La Cour des comptes épingle le maquis du temps de travail dans la police

Publié le 12 janv. 2021 à 19:06

La question de l’organisation du travail des policiers ne figure pas explicitement à l’ordre du jour du « Beauvau de la sécurité », dont Gérald Darmanin a annoncé ce mardi qu’ il démarrera le 25 janvier , en présence en définitive de tous les syndicats. Pourtant, il y a matière à discussion. C’est ce qui ressort du référé que la Cour des comptes a adressé le 29 octobre au ministère de l’Intérieur, qu’elle a rendu public ce mardi.

Les magistrats financiers dressent un constat très sévère de la gestion du temps de travail, ou plutôt de sa non-gestion par la Place Beauvau, tant le maquis décrit est touffu. « La Cour n’a pas obtenu un recensement précis des cycles de travail appliqués dans les différentes directions et services territoriaux de la Direction générale de la police nationale », déplore-t-elle.

Constat sévère

Quant à la durée annuelle du travail des fonctionnaires de police, censée être de 1.607 heures, elle « apparaît très hétérogène et opaque ». Elle varie entre 1.542 heures 37 et 1.671 heures 40 (sans compter les repos accordés pour la réalisation de services supplémentaires) avec des différences de rythme de travail qui ne tiennent pas forcément à des différences de missions, déplore le référé. Sont par exemple pointées du doigt les brigades de police secours « qui devraient pouvoir obéir à des règles communes, quel que soit le lieu d’exercice », ce qui n’est pas le cas actuellement.

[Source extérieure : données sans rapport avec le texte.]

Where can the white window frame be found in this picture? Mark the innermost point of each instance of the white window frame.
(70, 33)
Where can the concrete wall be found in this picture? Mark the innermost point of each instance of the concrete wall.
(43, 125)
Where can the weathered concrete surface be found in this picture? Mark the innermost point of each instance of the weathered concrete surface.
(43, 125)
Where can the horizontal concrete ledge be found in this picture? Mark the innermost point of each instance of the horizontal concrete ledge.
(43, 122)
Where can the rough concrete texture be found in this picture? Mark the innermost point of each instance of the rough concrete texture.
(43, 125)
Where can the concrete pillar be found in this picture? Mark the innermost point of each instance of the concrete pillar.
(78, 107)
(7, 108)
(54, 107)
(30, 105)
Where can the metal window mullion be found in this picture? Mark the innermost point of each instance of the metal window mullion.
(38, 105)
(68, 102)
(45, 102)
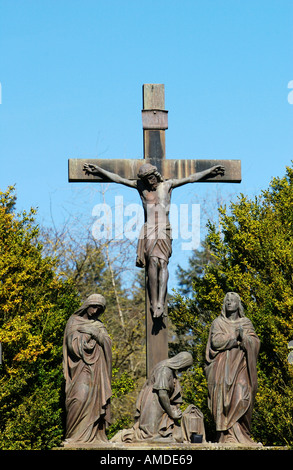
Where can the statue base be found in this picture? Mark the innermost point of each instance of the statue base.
(166, 446)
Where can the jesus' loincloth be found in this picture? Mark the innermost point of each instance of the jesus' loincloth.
(154, 240)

Les termes sont policés, mais le constat de la Cour sévère sur la volonté du ministère de l’Intérieur de remédier à la situation. Un décret a bien été pris pour limiter les types de cycle de travail possibles. Mais leur rationalisation « apparaît délicate à mener sans une forte détermination au niveau central ». Alors que les pratiques actuelles ne sont même pas recensées. Et puis, dit encore la Cour des comptes, il faudrait aussi « cesser d’accorder de nouveaux dispositifs de compensation venant alimenter le nombre d’heures de repos ».

Une bombe à retardement

Il y a pourtant urgence à agir. Cette absence de maîtrise par le ministère de l’Intérieur des rythmes de travail de ses agents alimente un cercle vicieux sur lequel la Cour des comptes alerte. L’inadaptation de l’organisation du travail qui allie heures supplémentaires épargnées et droits au repos supplémentaires qui leur sont liés, génère en effet « un important stock de droits à repos particulièrement coûteux ».

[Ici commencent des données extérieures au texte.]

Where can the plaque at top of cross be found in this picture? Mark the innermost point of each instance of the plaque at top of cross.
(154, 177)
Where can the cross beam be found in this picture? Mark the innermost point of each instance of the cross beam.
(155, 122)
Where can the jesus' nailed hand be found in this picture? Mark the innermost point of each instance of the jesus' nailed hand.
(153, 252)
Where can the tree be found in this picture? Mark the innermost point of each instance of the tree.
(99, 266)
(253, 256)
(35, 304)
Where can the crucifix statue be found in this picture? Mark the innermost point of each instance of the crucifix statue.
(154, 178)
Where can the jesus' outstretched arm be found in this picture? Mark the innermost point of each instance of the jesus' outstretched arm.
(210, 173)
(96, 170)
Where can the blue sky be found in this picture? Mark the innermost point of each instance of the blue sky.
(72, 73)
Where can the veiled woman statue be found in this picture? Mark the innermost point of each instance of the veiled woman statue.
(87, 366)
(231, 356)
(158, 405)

Les magistrats financiers n’emploient pas le terme, mais c’est bel et bien d’une bombe à retardement qu’il s’agit. En 2019, le cumul des heures supplémentaires atteignait 24 millions. Suite à l’indemnisation de 3,5 millions d’heures versée à plus de 30.000 agents pour un montant de 44 millions d’euros, ce sont plus de 20 millions d’heures de repos qui ont été reportées, l’équivalent de 13.000 postes à temps plein sur un an, « soit environ 10 % des effectifs de la police nationale ».

Augmenter certaines « heures sup »

Pour régler le problème, la Cour des comptes préconise un traitement atypique. Il est en effet peu banal qu’elle propose… une hausse de la rémunération. En l’occurrence, il s’agit d’inciter les agents à se faire payer leurs « heures sup » plutôt que d’accumuler des droits au repos. Le taux horaire actuel de quelque 12,50 euros étant jugé peu incitatif, il est proposé de le relever « en prévoyant d’éventuelles majorations des heures effectuées la nuit ou les jours fériés » et dans le même temps de réduire les compensations horaires des heures supplémentaires.